Themroc is would be avant-garde,but only for these who have a short memory.Take the beginning of the movie:these herds going to work ,the hero's tiny and seedy flat,they already were in King Vidor's "the crowd" (1928).

Actually Claude Faraldo contents himself with recycling the most dated clichés of the post May 68 era:down with the bosses,power to the people,kill (and eat) the cops,this is a brand new life ,opportunity knocks,make love not war,we are the good guys,the others are the villains,please get out of the new road if you can't lend a hand,and so on.Spitting on the cops was so à la mode that Faraldo could not be wrong while speaking to the intellectual post 68 elite :humble people are actually demeaned in his film.

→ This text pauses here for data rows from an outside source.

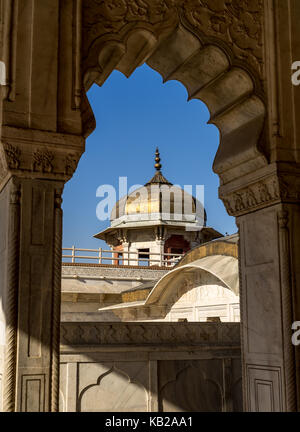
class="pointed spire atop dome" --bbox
[154,147,161,171]
[145,147,172,186]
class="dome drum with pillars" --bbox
[94,149,222,265]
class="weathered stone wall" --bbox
[60,322,242,412]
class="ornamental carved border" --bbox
[0,144,81,181]
[220,174,300,216]
[83,0,263,77]
[61,322,240,345]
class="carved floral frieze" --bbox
[61,323,240,345]
[0,143,81,180]
[83,0,263,74]
[220,175,300,216]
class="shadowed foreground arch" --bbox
[0,0,300,411]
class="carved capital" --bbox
[220,169,300,216]
[0,127,84,183]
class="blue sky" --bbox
[63,65,237,248]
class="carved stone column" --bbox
[0,0,86,411]
[0,132,82,412]
[220,164,300,411]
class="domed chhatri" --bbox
[95,148,222,264]
[110,148,206,224]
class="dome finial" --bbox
[154,147,161,171]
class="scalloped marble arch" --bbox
[83,23,267,184]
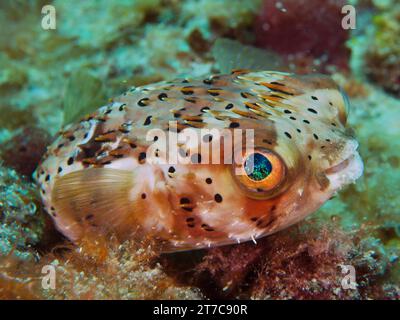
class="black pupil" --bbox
[244,153,272,181]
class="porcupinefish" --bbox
[35,70,363,252]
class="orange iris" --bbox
[233,150,286,192]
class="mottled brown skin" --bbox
[36,70,361,251]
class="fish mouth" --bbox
[325,151,364,190]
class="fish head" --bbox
[152,76,363,246]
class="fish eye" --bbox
[244,152,272,181]
[233,149,286,198]
[339,88,350,125]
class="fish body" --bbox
[35,70,363,252]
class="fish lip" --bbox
[324,151,364,190]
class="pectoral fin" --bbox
[52,168,143,240]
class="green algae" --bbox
[0,165,45,260]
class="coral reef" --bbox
[0,166,46,259]
[0,235,203,300]
[0,0,400,299]
[162,219,400,299]
[0,126,51,177]
[254,0,350,72]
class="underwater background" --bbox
[0,0,400,299]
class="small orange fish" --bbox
[35,70,363,252]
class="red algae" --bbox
[254,0,350,72]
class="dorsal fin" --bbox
[211,38,287,73]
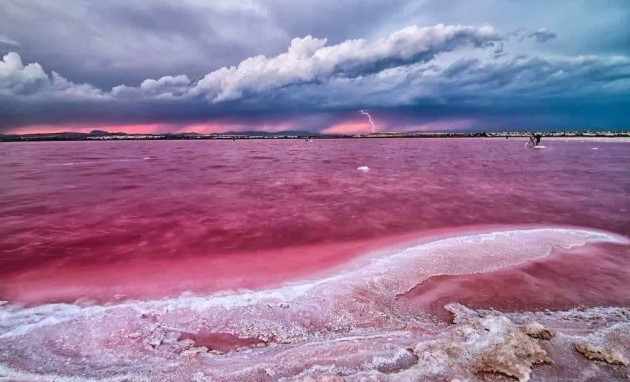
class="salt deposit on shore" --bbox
[0,228,630,381]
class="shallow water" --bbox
[0,139,630,380]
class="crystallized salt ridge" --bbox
[0,228,628,381]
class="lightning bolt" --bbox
[361,110,376,133]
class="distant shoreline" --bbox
[0,130,630,142]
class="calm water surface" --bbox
[0,139,630,305]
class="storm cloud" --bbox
[0,0,630,132]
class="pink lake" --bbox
[0,139,630,380]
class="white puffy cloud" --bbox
[0,34,20,46]
[0,52,104,99]
[112,75,190,98]
[0,52,49,95]
[190,24,502,102]
[527,28,556,42]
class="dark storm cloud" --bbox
[0,0,630,130]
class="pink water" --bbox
[0,139,630,380]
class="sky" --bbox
[0,0,630,134]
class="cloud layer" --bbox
[0,0,630,132]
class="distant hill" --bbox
[222,130,322,137]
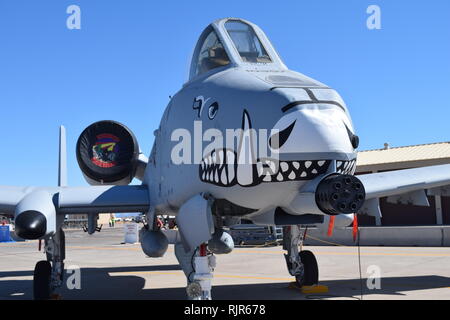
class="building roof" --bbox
[357,142,450,167]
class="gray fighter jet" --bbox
[0,18,450,299]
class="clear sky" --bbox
[0,0,450,186]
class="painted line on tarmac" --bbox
[109,271,292,281]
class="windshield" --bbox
[225,21,272,63]
[195,31,230,75]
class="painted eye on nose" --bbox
[208,102,219,120]
[269,120,297,149]
[344,123,359,150]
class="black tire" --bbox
[296,250,319,287]
[33,261,52,300]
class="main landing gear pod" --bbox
[76,121,139,185]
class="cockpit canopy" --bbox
[189,19,286,80]
[225,20,272,63]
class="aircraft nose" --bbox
[269,106,358,154]
[15,211,47,240]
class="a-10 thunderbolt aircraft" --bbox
[0,18,450,299]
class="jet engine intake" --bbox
[76,121,139,185]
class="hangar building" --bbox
[356,142,450,226]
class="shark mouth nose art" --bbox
[199,111,356,187]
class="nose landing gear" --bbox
[283,226,319,288]
[33,229,65,300]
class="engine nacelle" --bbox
[76,121,139,185]
[14,191,56,240]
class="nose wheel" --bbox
[33,260,52,300]
[295,250,319,287]
[283,226,319,287]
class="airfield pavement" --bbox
[0,228,450,300]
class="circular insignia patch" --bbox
[91,133,120,168]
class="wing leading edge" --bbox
[358,165,450,200]
[0,186,150,215]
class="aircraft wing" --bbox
[358,165,450,217]
[0,186,150,215]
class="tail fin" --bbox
[58,126,67,187]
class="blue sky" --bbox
[0,0,450,185]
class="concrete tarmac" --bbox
[0,228,450,300]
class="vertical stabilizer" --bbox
[58,126,67,187]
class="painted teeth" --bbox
[200,156,334,186]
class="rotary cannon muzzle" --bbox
[316,175,366,215]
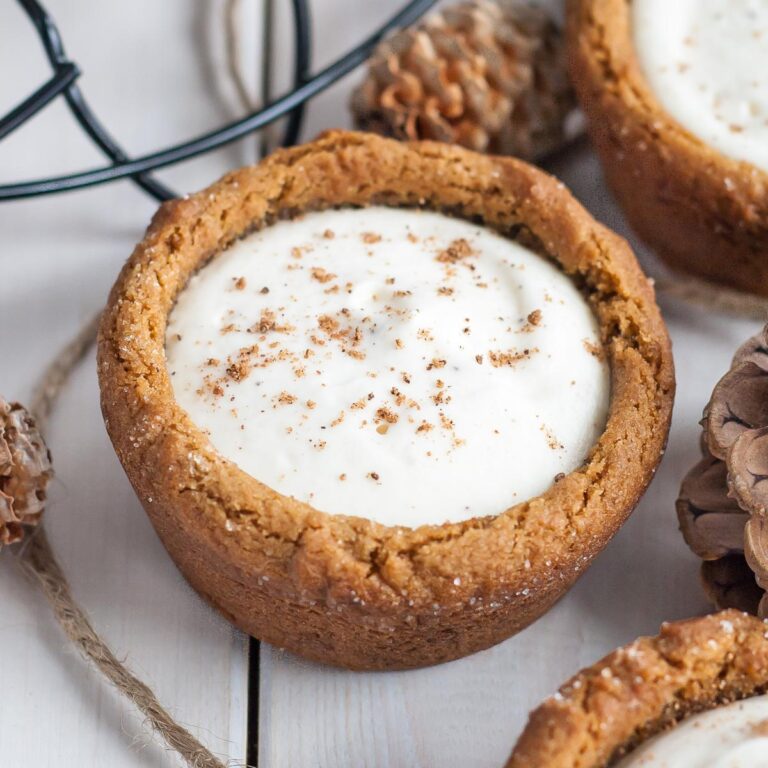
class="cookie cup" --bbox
[98,132,674,669]
[506,610,768,768]
[567,0,768,295]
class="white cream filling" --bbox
[166,208,610,527]
[632,0,768,170]
[617,696,768,768]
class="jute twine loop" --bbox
[19,316,225,768]
[7,7,768,768]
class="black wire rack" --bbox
[0,0,436,201]
[0,0,436,766]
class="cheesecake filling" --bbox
[631,0,768,170]
[166,207,610,527]
[617,696,768,768]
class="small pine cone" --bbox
[351,0,575,159]
[0,397,53,547]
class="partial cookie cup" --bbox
[98,132,674,669]
[507,610,768,768]
[567,0,768,295]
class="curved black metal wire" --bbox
[0,0,436,200]
[15,0,176,200]
[0,64,80,139]
[282,0,312,147]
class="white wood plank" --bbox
[259,0,757,768]
[0,0,252,768]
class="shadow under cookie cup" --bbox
[94,132,674,669]
[567,0,768,295]
[506,610,768,768]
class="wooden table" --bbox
[0,0,757,768]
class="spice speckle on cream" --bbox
[631,0,768,170]
[618,696,768,768]
[166,207,610,527]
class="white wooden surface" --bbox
[0,0,255,768]
[0,0,757,768]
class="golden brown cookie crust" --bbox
[567,0,768,295]
[507,610,768,768]
[99,132,674,669]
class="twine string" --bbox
[10,7,768,768]
[19,316,225,768]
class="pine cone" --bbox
[0,397,53,547]
[677,326,768,618]
[351,0,575,159]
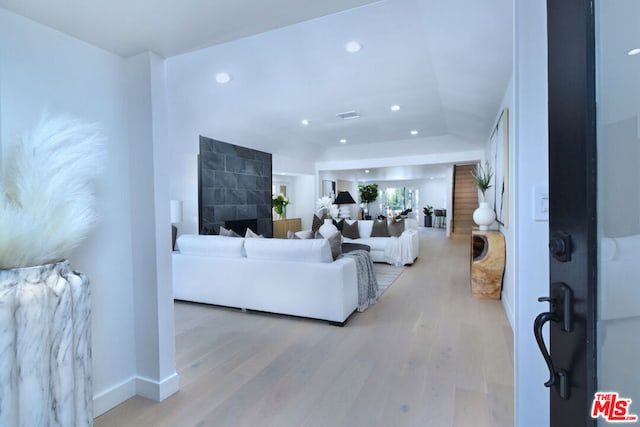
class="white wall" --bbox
[0,9,136,412]
[507,0,549,427]
[125,53,178,400]
[485,78,516,329]
[0,8,175,415]
[166,59,316,235]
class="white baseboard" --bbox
[93,372,180,417]
[93,377,136,417]
[136,372,180,402]
[502,298,516,331]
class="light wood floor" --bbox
[95,229,513,427]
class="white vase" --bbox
[318,218,338,239]
[0,261,93,426]
[473,202,496,230]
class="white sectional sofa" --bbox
[343,219,420,265]
[173,235,358,324]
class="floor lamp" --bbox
[171,200,182,251]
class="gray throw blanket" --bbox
[342,249,379,312]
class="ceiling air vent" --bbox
[336,111,360,120]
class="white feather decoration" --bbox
[0,115,105,269]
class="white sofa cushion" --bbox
[244,239,333,262]
[177,234,248,258]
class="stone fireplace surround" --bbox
[198,136,273,237]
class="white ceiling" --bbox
[0,0,512,181]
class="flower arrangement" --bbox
[471,162,493,199]
[316,196,340,218]
[271,193,289,215]
[0,115,106,269]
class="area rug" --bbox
[373,262,405,295]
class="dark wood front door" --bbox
[535,0,597,427]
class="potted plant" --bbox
[358,184,378,219]
[422,205,433,227]
[471,162,496,230]
[271,193,289,219]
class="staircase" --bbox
[451,165,478,234]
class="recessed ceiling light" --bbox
[344,41,362,53]
[216,71,231,84]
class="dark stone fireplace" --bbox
[198,136,273,237]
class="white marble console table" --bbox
[0,261,93,427]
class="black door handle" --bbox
[533,304,560,387]
[533,282,573,399]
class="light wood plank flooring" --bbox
[95,229,513,427]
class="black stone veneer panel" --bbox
[198,136,273,237]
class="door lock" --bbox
[549,231,573,262]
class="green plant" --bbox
[471,162,493,198]
[271,193,289,215]
[358,184,378,204]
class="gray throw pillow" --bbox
[388,218,404,237]
[244,228,264,238]
[342,221,360,239]
[218,226,242,237]
[316,231,342,261]
[287,230,301,240]
[371,218,389,237]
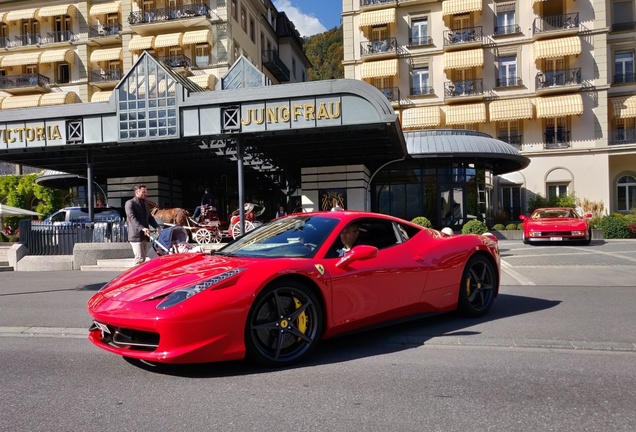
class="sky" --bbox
[273,0,342,36]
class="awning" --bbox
[40,92,78,106]
[488,98,532,121]
[128,36,155,51]
[358,8,395,27]
[181,30,214,45]
[188,74,217,90]
[2,52,42,67]
[35,4,77,19]
[442,0,482,16]
[4,8,38,23]
[362,59,398,78]
[535,94,583,118]
[40,48,75,63]
[90,47,123,63]
[610,96,636,119]
[444,48,484,70]
[91,90,113,102]
[402,106,442,129]
[2,95,42,110]
[88,1,121,16]
[534,36,581,60]
[152,33,183,48]
[446,104,486,126]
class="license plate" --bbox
[93,321,110,335]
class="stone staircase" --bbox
[0,245,13,271]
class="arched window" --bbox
[616,176,636,211]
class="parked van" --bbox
[43,207,126,224]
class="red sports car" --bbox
[519,207,592,244]
[88,211,500,366]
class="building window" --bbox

How to attract people's attention?Which form should he use? That's Faraldo's lucky break!No form at all, a formless product.So it seems that he has filmed haphazardly,then asked his editor to work in a "surrealistic " way(He was not aware that Luis Bunuel had already done that ,as far as editing is concerned- un chien andalou (1928) l'âge d'or (1930);his movies were as subversive as Faraldo's ,and at a time when it was not that much trendy.Bunuel wasn't born to follow).

People who like this -and they seem to be quite a lot- should catch Jacques Doillon 's "l'an 01",which deals with the same clichés,but which is less pretentious :it could be,relatively speaking,a seventies update of Jean Renoir's "la vie est à nous" (1936).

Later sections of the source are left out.